Most adult children are so fast to have doctor instead certify that parent is unable to care for him or her or incompetent. They do this, because most Durable POA only take effect when person is deemed incompetent by two licensed medical doctors at least thst is legal standard in CA. Look up in your State’s Probate Code definition of incompetent and competence for estate planning. It’s different than for contract law under a Civil Code.
And the adult child wants to handle things because they don’t like way parent does with lessened memory but then gets exhausted prematurely. Adult children need to stop rushing to get POA active so long as parent is safe. Memory loss isn’t necessarily unsafe. Take knobs off stove and oven if memory is a concern and parent uses those. They can operate microwave safely most times. Severe dimentia will come about and adult children will not be so exhausted when that time comes to fully care for parent.
If no doctors have certified your parent as unable to care for him or herself, then provide at an appointment a document as I mentioned above for Dr to sign that your patent is able to know his or her family, knows his property, understands nature and consequences of his or her decisions related to estate planning. Then this gives credibility to your parent is able to make a new Durable Power of Attorney or whatever other estate planning. You have a medical document saying they have their legal rights to do so to address anyone who may protest the new POA.
Again, all too often a family member says oh, parent can’t recall things so POA needs to be activated.

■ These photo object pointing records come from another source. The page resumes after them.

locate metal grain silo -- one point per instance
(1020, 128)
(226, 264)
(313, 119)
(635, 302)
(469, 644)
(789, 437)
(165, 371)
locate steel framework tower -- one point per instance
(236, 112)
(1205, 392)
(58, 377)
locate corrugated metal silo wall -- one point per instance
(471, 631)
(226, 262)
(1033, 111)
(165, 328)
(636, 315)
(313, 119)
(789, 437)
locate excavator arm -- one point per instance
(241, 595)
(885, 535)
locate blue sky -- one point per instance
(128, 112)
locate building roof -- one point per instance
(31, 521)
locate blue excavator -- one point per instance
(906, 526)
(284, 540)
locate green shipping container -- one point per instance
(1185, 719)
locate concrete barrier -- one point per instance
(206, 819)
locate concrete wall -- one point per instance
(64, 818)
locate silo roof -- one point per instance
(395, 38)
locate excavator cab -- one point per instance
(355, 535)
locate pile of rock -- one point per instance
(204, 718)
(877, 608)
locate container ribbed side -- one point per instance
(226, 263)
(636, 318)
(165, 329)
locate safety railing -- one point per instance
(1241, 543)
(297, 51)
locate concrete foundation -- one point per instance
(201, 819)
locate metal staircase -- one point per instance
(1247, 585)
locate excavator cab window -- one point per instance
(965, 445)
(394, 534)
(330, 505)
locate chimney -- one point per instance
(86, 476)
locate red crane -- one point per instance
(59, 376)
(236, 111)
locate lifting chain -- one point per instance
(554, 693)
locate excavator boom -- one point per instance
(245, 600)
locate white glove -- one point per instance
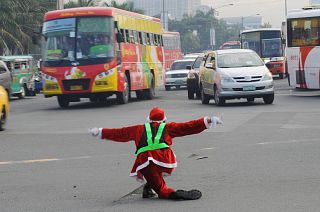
(96, 132)
(216, 120)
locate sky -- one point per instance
(272, 11)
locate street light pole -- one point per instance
(221, 6)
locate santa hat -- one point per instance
(156, 115)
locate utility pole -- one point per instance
(60, 4)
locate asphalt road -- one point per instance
(264, 157)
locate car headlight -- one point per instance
(267, 76)
(226, 79)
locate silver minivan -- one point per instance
(5, 77)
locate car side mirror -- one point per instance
(120, 38)
(209, 65)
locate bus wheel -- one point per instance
(150, 93)
(123, 97)
(63, 101)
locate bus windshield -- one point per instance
(84, 38)
(271, 47)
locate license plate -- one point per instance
(76, 87)
(249, 88)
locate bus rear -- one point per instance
(303, 41)
(268, 44)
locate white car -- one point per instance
(177, 75)
(235, 74)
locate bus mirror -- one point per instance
(119, 37)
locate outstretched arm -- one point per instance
(124, 134)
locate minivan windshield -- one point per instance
(179, 65)
(240, 59)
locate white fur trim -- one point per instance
(145, 164)
(206, 122)
(164, 119)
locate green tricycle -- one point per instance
(20, 67)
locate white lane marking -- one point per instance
(288, 142)
(44, 160)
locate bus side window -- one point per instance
(135, 36)
(131, 36)
(123, 34)
(151, 39)
(160, 43)
(144, 40)
(127, 37)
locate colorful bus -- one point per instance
(172, 48)
(303, 48)
(269, 45)
(97, 52)
(231, 45)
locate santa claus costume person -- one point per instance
(154, 155)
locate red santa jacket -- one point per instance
(162, 157)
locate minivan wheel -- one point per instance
(218, 100)
(268, 99)
(204, 97)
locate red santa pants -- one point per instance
(153, 175)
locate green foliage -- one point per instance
(201, 24)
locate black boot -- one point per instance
(147, 191)
(185, 195)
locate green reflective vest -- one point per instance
(153, 145)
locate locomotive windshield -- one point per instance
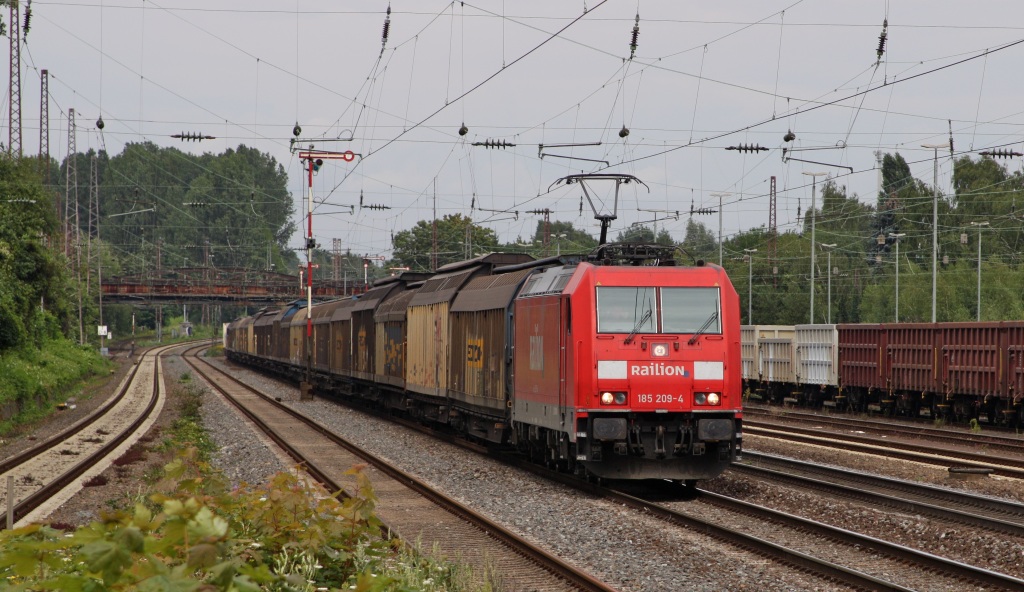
(687, 309)
(648, 309)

That is irrelevant to estate planning rights under law. So long as they know who their family is, and all the above I previously stated, they still have own legal rights even if have dimentia.
I always caution people that when you need EXPERT medical or legal advice the people to see are the experts. Forums are full of opinions, and has some very very bright people, but in legal matters you cannot afford to take the wrong advice.
I sure wish you luck and hope you will update us on how you can approach this once you get good advice.
I can't figure out if you want to do all this or you're being coerced into accepting full responsibility. I'm not sure that a person who suffers from dementia can legally sign anything, but the lawyer does. You might also want to ask what you should do if you decide to resign from being "POA and every other designated anything."
Always have a "Plan B" so that you can choose to live your life, your way
I am so sorry for all the travail, the loss of your Sis, and now your Mom's worsening condition. I think you have a long history and will be great at managing things for the best for your Mom. Good luck.
How does Moms Will read? Does it leave her assets to you and sister to be split? If one dies then the other inherits? The only time it trickles to grandchildren is if its stated in the Will.
Are you POA because you were named secondary? Any compensation should be in the POA. Mom can no longer do a caregiver agreement. So if your sister was compensated, you can't be unless in the POA. Moms money can now only used on her. Yiu cannot profit in any way unless in writing.
But then, if your any only child and the only one to inherit, who is going to question wgatbyou do unless you file for Medicaid then you have to back up every withdrawal they question.
You would need to take your Mom to the CELA (certified elder law attorney) who would interview her regarding her capacity. If she has more than mild dementia, it probably won't fly. Memory is less of an issue than comprehension in this case. If the attorney deems she does not have capacity, then whatever legal documents she created prior are the permanent ones going forward (Last Will, Will, PoA, etc). She will no longer be able to "...modify an existing agreement or create a brand new one".